Las percepciones hacen que seamos selectivos con esas informaciones y nos dispongamos a aceptar solo aquellas que coinciden con la manera como cada uno de nosotros piensa. No somos capaces de establecer distancia, no somos capaces de hacernos preguntas sobre su naturaleza e intención. Tragamos entero.

Este ha sido un tema que preocupa al pensamiento contemporáneo. Martha Nussbaum arguye que es el miedo el que alimenta “la retórica de la ruptura”. Puede tener razón. Los unos y los otros tenemos miedo.

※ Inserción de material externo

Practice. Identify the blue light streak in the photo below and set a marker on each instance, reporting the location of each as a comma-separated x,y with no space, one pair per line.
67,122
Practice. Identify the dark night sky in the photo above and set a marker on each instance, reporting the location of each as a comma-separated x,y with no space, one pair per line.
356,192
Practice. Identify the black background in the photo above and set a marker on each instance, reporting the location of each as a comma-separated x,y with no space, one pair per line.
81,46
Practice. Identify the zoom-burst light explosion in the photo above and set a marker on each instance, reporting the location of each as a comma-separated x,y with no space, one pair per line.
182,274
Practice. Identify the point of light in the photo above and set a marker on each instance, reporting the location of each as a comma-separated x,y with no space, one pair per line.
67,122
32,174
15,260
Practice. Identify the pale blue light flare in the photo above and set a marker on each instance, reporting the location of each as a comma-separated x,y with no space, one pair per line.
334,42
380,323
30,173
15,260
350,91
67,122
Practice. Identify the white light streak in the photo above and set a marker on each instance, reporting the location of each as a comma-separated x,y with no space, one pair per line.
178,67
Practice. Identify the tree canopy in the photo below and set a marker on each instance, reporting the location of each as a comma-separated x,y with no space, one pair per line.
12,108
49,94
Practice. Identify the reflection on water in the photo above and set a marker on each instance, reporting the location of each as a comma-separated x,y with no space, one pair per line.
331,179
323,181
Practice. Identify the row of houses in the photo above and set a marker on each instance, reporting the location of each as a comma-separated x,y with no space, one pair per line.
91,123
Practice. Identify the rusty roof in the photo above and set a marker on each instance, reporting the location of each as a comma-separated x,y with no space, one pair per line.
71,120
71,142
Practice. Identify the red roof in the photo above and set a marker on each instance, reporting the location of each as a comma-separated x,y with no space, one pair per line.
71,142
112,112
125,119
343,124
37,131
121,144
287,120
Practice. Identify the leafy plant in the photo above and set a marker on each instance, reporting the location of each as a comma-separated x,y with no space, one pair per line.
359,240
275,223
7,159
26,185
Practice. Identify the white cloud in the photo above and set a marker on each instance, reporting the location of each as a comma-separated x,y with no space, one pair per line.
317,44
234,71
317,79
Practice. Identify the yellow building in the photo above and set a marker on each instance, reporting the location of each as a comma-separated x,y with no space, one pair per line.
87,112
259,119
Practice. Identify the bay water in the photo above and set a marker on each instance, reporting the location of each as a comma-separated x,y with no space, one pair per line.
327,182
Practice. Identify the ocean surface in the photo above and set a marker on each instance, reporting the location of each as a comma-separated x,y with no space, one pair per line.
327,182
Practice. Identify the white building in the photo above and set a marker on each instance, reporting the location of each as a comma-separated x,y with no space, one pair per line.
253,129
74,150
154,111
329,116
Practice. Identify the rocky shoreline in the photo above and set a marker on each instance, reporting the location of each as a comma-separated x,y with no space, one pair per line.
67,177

Hanna Arendt plantea que el comportamiento de algunos individuos, al actuar dentro de las reglas del sistema al que pertenecen, sin hacerse reflexión alguna sobre las consecuencias de sus actos, es lo que entroniza “la banalidad del mal”. Bjung Chul Han sostiene que uno de los prodigios del neoliberalismo es que ha cautivado a las inmensas mayorías en una especie de falacia, que ha reemplazado el concepto de la lucha de clases por una lucha interna consigo mismo, de manera tal que si fracasas te culpas a ti. “Uno se cuestiona así mismo, no a la sociedad”.

Tal vez eso es lo que origina el llamado permanente que recibimos los de este lado, cuando se nos orienta en el sentido de que dejemos de hablar mal, que no nos quejemos, que eduquemos con el ejemplo, que seamos buenos para que la semilla de la bondad vaya ganando terreno paulatinamente, hasta cuando el mundo cambie. Pero no, no ha sido esa la lección que hemos aprendido de la historia. Por el contrario, cada avance en términos sociales, políticos, económicos; en términos de conocimiento, significa una disrupción.

Y entonces, todo confluye en el imperativo de alimentar el pensamiento, la razón, la rebeldía, la capacidad de hacernos preguntas pertinentes, el no asumir las “verdades” porque si.

Lo invito a reflexionar, por ejemplo, sobre algo que aprendí de los sofistas, quienes llevan más de veinticinco siglos cargando con una mala reputación originada en sus desavenencias con Platón. No. Los sofistas no son especuladores, no son los dueños de la retórica engañosa, como se nos ha querido hacer creer. Por el contrario, es gracias a la escuela filosófica sofista a la que se deben las más poderosas reflexiones sobre el relativismo, “el escepticismo político, el rechazo del culto de la ley, la democratización de la cultura, el descenso del filósofo a la arena pública” (Onfray M. 2006. P, 90).

Platón se encargó de estigmatizarlos porque no les perdonó nunca que se auto-definieran como profesores, no les perdonó que cobraran por sus clases. Ciertamente, Platón era un arrogante al que le disgustaban los pobres…y esta es, otra verdad.